Pour le volontaire Hamdi Ahmed Belaid, l'un des premiers à réagir à la catastrophe, le temps s'est arrêté depuis la nuit du 11 septembre, lorsqu'il a reçu un appel téléphonique de sa mère vers 2 h 15 du matin, qui s'est avéré être la dernière fois qu'il a entendu sa voix.
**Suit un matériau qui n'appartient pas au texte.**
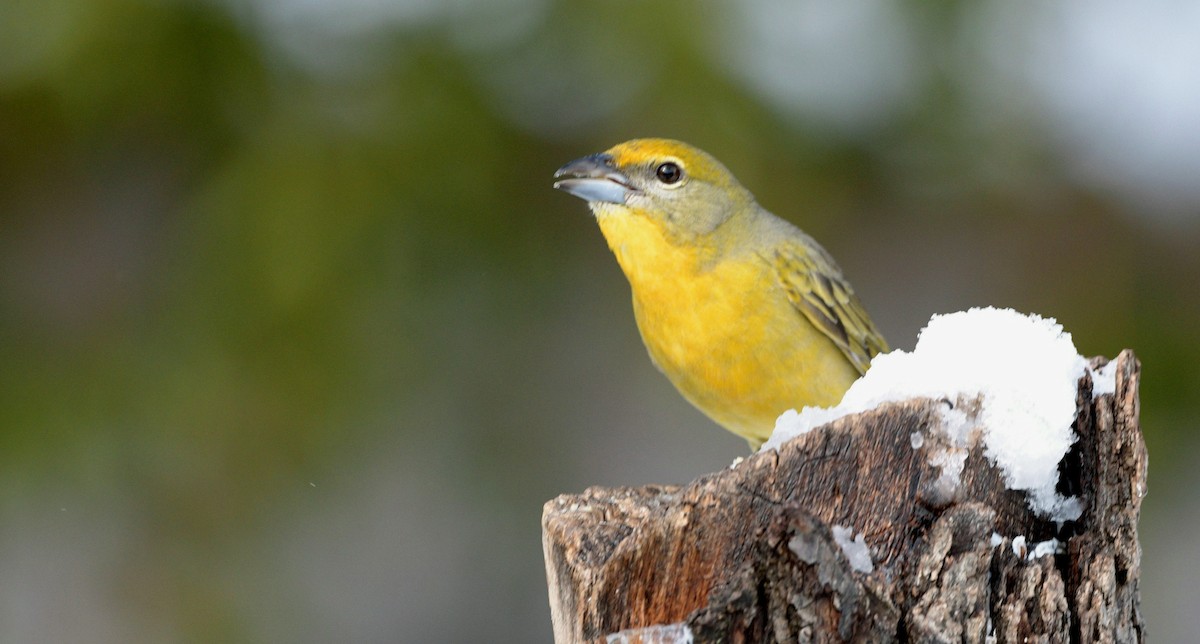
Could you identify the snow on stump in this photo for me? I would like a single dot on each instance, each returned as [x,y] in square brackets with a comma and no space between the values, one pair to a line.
[952,497]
Lorsque Hamdi est retourné dans son quartier, il a été dévasté par la vue de sa maison qui avait été balayée, emportant la vie de ses parents et de ses trois frères, ainsi que celle de nombreux voisins.

Malgré cette tragédie personnelle, Hamdi insiste pour poursuivre son travail d'aide aux personnes touchées : «L'aide apportée aux personnes touchées refroidit le feu dans mon cœur», ajoute-t-il. 

Ali Gharor, responsable de la santé mentale et du soutien psychosocial au Croissant-Rouge libyen, comprend très bien la situation difficile dans laquelle se trouve Hamdi. «Malheureusement, les volontaires ne semblent pas avoir le temps de faire leur deuil, ce qui risque de se répercuter négativement sur eux par la suite», explique-t-il. «Nos coutumes et nos traditions empêchent également certains d'entre eux de faire preuve de faiblesse, mais il est nécessaire de laisser le temps au chagrin.»

Un volontaire du Croissant-Rouge libyen joue avec des enfants après des inondations dans la ville de Derna.

Un volontaire du Croissant-Rouge libyen joue avec des enfants après des inondations dans la ville de Derna.

Photo: Croissant-Rouge libyen

L'unité spécialisée dans la santé mentale de l'IFRC soutiendra le Croissant-Rouge libyen

Compte tenu des besoins massifs, l'IFRC et d'autres partenaires du Mouvement de la Croix-Rouge et du Croissant-Rouge ont convenu avec le Croissant-Rouge libyen de fournir un soutien dans ce domaine critique, tout en étant conscients du contexte culturel et des coutumes en matière de soutien à la santé mentale dans le pays.

L'IFRC se prépare à envoyer très prochainement une unité d'intervention d'urgence spécialisée dans la santé mentale et le soutien psychosocial dans les zones touchées.  Raja Assaf, Responsable des opérations d'urgence de l'IFRC en Libye, explique que cette unité comprendra des spécialistes de la santé mentale, des médicaments et d'autres équipements, ainsi qu'une équipe chargée de former davantage d'employés et de volontaires locaux du Croissant-Rouge libyen à la fourniture d'un soutien psychosocial.

« ​​​​​​Pour nous et le Croissant-Rouge libyen, il s'agit d'une priorité évidente, car nous essayons d'éviter toute bombe à retardement en matière de santé mentale et de prendre soin des personnes touchées du mieux que nous pouvons»​​​​​​​, conclut-il.